Way, way back in November of last year, SoupAddict planted dozens and dozens and dozens of garlic cloves. Seventy-six, to be exact. It was the end of the growing season, and SoupAddict had just finished tearing down her various gardens. Her many heirloom tomato plants, which she saved for last, had reached some 17 feet tall and were tied to, among other places, the gutter of her house. Greenery, everywhere. She was pooped.
But, being the forward-thinking girl she is, she knew she still had work to do. In zone 6, garlic should be planted in the Fall for a Summer harvest. That meant getting the cloves in the ground, now. Er, then. Back in November. When SoupAddict was dog tired. But her love of garlic … and garlic in soups … garlic in sauces … garlic in marinades … spurred her on, and she got those 76 cloves of garlic planted in lovely, loamy, fresh-turned soil. Then she went and took a nap.
But now it’s mid-July. The cloves have been doing whatever cloves do underground, in the dirt, that somehow, miraculously, turn them into entire bulbs containing many cloves of garlic. SoupAddict is always amazed by that. Nature is awesome.

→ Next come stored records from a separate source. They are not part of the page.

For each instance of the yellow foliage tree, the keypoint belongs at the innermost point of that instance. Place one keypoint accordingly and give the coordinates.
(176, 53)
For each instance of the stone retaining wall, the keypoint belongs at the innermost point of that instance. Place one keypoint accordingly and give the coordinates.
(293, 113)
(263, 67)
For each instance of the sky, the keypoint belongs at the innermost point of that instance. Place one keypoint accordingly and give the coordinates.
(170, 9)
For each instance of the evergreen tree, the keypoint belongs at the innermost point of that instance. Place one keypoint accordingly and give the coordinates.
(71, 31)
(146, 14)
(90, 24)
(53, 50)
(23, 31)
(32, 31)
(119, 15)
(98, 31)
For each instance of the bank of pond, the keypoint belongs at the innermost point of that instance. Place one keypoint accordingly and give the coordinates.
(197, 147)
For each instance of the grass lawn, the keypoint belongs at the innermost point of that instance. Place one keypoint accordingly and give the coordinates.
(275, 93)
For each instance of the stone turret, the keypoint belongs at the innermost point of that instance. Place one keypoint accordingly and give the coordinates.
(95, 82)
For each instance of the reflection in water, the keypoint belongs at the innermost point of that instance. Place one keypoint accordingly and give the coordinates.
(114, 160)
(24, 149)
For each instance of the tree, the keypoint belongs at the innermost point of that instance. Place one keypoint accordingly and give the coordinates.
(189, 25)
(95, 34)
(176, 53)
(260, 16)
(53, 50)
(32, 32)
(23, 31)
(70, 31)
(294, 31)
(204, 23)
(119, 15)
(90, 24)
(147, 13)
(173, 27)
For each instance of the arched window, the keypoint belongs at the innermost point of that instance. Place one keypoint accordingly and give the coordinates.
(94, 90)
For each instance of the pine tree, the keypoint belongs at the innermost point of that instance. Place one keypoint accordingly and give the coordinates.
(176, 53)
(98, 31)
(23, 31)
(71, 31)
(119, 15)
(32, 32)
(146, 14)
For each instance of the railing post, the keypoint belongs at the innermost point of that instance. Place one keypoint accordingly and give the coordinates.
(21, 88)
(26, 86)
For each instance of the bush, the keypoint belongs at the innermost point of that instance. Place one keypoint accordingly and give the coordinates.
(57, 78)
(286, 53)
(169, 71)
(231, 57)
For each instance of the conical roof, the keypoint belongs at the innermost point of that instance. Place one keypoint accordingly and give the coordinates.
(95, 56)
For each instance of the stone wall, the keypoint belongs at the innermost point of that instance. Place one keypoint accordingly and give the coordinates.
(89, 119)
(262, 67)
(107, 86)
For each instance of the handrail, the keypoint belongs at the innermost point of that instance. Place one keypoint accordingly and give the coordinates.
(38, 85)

So earlier last week, the first patch of garlic was ready to say “Hi” to the world. Last year’s garlics were tiny and wan-looking, so she was quite anxious this year and gave all the plants extra love and attention.
All the worries were for naught – this Georgia Crystal is gorgeous!
By the end of the week, the 2nd patch of garlic was ready to harvest, too. Harvesting before all the leaves are dead ensures a healthy bulb wrapper for protection while the garlic is curing.
This patch, by the way, is in SoupAddict’s neighborhood community garden. SoupAddict’s fellow gardeners are growing all sorts of yummy stuff, like tomatoes and broccoli and greens and potatoes.
Harvesting garlic is fairly easy, but one must be careful with the bulbs because they damage easily. The first year SoupAddict grew garlic, she must’ve cleft the edges of half of her bulbs, being careless with a spade. Use a small shovel, several inches away from the stalk, to pry the bulbs up from underneath while giving the stalk a gentle tug to free the plant from the ground.
These are some happy garlic – look at those roots!
German White Porcelains, with one curly, blooming scape still attached.
SoupAddict is very pleased, not only with the size and health of her garlic crop this year, but also the fact that she will no longer be buying bland garlic from the grocery for many, many months to come. Take that Kroger.
And for the record, SoupAddict has already ordered garlic for this Fall’s sowing (Chesnok Red and Music), and has set aside Georgia Crystal and German White bulbs from this year’s harvest. November is coming – eek!